There are a limited number of bursaries available for students working on related topics to cover the registration costs. To apply for these please send your CV and letter of support from you supervisor to melanie.witt@maths.ox.ac.uk.
In this minicourse I will give an overview on recent results and techniques that allow the use of stochastic analysis to study certain measures on the spaces of distributions over two and three dimensional Euclidean space which are usually known as Euclidean quantum fields. The analysis of such measures is plagued by both small scale and large scale singularities. By following basic ideas of stochastic analysis one can identify suitable building blocks and reasonably simple equations which allows the construction of such measures. This program goes under the generic name of "stochastic quantisation". We will cover basic ideas of stochastic quantisation and the relation between the properties of the measures in relation to its stochastic quantisation, e.g.: existence, uniqueness, cluster properties, etc.

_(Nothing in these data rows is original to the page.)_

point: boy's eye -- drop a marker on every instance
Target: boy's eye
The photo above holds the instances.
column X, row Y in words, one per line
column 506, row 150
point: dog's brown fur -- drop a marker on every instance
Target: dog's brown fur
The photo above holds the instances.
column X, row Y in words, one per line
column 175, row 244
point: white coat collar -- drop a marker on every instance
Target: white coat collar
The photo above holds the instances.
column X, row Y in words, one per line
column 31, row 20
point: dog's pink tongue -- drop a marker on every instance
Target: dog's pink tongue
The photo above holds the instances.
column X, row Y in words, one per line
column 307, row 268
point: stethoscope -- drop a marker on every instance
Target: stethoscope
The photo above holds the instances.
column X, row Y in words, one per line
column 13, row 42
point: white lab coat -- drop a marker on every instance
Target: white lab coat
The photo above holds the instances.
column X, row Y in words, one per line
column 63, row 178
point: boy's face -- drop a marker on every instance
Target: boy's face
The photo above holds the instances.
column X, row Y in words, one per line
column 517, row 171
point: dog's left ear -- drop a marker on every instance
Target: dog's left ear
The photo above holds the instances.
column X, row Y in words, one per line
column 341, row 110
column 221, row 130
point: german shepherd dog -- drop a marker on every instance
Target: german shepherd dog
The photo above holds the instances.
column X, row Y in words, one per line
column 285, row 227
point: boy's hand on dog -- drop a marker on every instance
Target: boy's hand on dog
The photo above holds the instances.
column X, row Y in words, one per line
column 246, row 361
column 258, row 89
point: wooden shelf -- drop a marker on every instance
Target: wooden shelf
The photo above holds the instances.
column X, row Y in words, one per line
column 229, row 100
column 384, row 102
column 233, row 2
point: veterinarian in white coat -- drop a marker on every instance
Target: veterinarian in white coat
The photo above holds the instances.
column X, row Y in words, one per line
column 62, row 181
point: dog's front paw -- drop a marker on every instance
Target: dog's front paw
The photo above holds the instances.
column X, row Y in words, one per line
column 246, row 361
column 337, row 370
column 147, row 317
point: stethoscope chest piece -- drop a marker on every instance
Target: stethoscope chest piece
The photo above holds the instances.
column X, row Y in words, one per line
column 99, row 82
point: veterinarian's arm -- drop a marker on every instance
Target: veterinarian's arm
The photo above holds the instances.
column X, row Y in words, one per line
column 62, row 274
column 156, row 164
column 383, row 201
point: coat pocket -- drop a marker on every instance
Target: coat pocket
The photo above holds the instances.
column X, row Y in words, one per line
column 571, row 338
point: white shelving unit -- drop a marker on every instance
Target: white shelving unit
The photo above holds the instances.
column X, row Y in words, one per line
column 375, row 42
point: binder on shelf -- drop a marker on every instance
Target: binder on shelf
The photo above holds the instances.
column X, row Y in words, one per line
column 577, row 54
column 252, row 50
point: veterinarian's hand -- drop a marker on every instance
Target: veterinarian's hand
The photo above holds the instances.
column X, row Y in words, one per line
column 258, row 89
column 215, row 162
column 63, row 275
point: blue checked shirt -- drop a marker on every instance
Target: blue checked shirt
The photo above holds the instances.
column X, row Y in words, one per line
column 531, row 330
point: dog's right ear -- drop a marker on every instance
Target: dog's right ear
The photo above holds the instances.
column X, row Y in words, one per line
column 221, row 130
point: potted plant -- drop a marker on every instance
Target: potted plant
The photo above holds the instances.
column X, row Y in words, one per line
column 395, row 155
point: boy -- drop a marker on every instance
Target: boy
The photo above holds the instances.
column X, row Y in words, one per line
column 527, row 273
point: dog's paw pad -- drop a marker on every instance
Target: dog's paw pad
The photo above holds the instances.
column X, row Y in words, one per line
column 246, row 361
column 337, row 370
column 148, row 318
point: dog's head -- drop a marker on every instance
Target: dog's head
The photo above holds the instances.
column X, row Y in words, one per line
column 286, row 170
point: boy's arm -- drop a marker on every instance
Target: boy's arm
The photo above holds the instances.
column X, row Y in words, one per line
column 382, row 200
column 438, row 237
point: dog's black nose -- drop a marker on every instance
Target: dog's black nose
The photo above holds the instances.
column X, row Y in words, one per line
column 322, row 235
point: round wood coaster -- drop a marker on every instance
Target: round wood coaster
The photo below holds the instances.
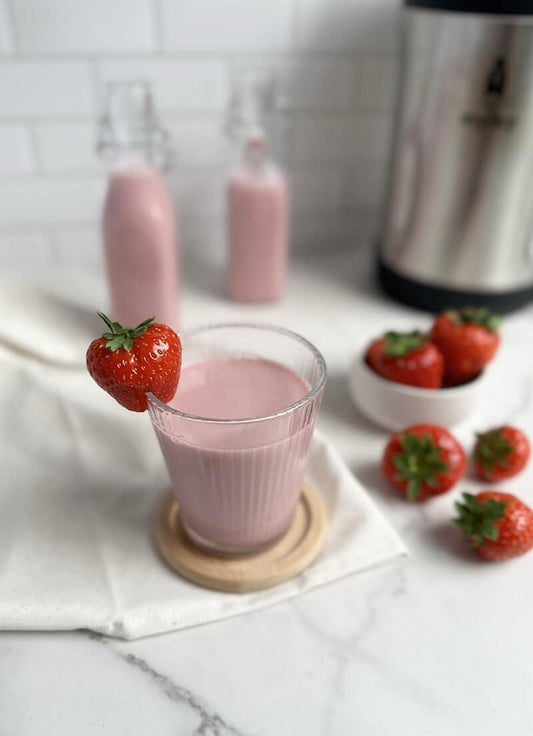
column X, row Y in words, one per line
column 293, row 553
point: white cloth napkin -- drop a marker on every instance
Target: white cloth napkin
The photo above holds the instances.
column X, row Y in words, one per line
column 81, row 482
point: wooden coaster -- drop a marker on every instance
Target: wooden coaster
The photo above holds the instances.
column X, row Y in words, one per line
column 293, row 553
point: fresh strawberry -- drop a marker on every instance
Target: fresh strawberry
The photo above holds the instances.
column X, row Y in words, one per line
column 498, row 525
column 129, row 362
column 468, row 339
column 500, row 453
column 422, row 461
column 406, row 357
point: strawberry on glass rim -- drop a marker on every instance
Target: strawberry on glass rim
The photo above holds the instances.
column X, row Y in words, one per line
column 423, row 460
column 406, row 357
column 129, row 362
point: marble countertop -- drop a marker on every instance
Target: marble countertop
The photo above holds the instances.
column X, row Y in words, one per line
column 439, row 644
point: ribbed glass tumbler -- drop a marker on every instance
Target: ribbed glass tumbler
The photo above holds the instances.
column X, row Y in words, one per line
column 236, row 436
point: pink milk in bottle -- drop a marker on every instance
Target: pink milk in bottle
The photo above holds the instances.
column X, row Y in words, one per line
column 258, row 211
column 139, row 221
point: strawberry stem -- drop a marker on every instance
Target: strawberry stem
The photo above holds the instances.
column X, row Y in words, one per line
column 418, row 462
column 398, row 344
column 122, row 337
column 477, row 518
column 476, row 316
column 492, row 449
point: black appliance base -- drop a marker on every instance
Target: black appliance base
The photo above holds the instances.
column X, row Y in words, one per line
column 437, row 299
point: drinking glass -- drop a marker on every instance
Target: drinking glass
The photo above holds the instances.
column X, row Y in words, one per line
column 237, row 480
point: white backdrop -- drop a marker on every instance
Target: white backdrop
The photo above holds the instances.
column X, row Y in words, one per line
column 338, row 60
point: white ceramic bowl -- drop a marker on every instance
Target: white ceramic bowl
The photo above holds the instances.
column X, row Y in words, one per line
column 396, row 406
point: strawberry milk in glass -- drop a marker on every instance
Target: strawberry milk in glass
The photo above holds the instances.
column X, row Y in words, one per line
column 236, row 435
column 257, row 197
column 139, row 223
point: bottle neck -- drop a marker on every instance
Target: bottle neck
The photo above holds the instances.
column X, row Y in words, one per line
column 131, row 159
column 255, row 154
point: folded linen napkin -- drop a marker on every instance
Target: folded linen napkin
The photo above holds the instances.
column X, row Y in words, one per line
column 81, row 484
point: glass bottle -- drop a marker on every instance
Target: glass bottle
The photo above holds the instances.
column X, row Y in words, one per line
column 257, row 196
column 139, row 226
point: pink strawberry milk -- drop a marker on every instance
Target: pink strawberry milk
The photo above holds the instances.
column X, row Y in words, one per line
column 139, row 222
column 258, row 213
column 236, row 436
column 257, row 196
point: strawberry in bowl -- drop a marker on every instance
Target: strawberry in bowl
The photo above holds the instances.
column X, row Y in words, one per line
column 406, row 357
column 468, row 339
column 500, row 453
column 129, row 362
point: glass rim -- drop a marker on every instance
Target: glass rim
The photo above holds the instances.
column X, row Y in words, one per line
column 314, row 390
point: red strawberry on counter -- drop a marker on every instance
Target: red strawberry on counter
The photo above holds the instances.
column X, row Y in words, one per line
column 406, row 357
column 130, row 362
column 500, row 453
column 468, row 339
column 423, row 461
column 497, row 525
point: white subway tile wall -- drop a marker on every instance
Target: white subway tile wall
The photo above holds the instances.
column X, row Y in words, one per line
column 336, row 63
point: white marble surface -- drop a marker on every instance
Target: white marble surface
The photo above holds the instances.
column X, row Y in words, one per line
column 440, row 644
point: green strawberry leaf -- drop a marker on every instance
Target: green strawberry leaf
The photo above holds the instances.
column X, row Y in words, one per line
column 493, row 449
column 418, row 462
column 476, row 315
column 398, row 344
column 477, row 518
column 122, row 337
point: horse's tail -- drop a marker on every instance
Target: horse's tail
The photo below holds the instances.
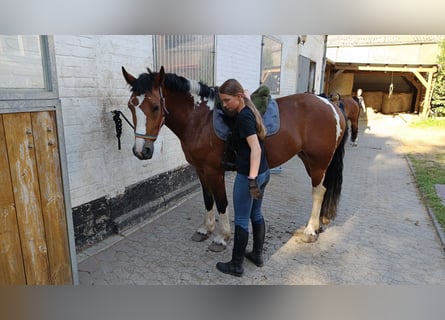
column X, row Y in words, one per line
column 333, row 181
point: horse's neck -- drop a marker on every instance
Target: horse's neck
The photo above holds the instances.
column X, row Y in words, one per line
column 179, row 117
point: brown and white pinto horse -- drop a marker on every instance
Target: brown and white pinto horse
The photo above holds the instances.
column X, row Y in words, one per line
column 352, row 110
column 311, row 127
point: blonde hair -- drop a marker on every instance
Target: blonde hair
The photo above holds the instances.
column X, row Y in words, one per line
column 233, row 88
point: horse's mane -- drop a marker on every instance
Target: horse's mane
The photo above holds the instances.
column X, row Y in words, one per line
column 172, row 81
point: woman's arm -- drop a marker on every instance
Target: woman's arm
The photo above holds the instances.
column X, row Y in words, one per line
column 255, row 155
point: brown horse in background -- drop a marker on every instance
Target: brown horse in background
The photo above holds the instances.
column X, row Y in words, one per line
column 311, row 128
column 352, row 111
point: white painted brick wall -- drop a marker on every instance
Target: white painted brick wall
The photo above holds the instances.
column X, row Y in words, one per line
column 90, row 86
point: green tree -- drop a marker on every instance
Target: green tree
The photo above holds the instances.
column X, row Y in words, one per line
column 438, row 94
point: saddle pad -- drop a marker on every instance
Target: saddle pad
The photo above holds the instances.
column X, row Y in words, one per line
column 271, row 119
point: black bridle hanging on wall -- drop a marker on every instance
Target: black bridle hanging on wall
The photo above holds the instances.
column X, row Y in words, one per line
column 118, row 125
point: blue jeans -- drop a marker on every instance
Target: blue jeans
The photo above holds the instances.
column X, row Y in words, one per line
column 246, row 208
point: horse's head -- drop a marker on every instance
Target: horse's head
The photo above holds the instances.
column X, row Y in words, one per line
column 147, row 105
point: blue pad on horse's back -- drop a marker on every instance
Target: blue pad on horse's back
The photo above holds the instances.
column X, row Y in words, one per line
column 271, row 119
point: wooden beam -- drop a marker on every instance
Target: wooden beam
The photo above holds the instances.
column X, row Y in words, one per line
column 421, row 78
column 385, row 68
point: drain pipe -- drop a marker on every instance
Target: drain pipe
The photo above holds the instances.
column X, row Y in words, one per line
column 323, row 67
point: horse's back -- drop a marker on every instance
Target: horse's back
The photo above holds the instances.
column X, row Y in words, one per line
column 308, row 125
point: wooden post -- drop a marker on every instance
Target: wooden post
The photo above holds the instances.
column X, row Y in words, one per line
column 11, row 260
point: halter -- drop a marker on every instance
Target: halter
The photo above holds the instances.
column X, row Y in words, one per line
column 161, row 123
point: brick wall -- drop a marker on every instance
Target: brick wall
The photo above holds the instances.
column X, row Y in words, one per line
column 90, row 86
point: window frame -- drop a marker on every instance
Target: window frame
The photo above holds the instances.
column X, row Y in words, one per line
column 273, row 68
column 187, row 58
column 26, row 100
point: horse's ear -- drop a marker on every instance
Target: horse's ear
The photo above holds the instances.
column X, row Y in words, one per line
column 160, row 76
column 128, row 77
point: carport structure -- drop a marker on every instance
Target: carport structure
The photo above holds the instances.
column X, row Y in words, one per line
column 396, row 72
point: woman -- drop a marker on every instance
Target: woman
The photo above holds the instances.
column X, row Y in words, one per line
column 251, row 178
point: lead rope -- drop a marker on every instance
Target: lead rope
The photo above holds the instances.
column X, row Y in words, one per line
column 118, row 124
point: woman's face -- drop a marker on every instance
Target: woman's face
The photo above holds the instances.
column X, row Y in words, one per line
column 231, row 103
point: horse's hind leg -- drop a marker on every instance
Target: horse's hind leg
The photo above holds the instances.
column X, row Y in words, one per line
column 223, row 234
column 354, row 132
column 310, row 233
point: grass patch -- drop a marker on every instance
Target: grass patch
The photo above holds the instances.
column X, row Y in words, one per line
column 430, row 123
column 429, row 169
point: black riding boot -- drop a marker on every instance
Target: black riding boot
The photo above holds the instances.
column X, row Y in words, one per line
column 259, row 233
column 235, row 266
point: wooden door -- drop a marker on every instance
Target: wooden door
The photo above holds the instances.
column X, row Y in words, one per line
column 34, row 246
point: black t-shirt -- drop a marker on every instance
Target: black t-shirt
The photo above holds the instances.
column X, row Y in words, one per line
column 245, row 125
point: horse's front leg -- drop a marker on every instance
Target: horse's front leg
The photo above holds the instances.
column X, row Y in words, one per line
column 223, row 235
column 208, row 226
column 312, row 229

Optimal transport theory and Wasserstein distances
The aim of the minicourse is to present recent advances related to optimal transport and its applications in mathematical finance, statistics, optimization and beyond. We will discuss basics of optimal transport (OT), its duality theory and properties of the induced Wasserstein distance on the space of probability measures. I will then introduce the martingale version of the problem (MOT) and discuss the rich additional structure resulting from the martingale constraint. I will touch on numerics for both problems, including the entropic relaxation of the OT. Finally, I will discuss how Wasserstein distances can be used to develop robust data-driven approaches to modelling in mathematical finance, machine learning and beyond.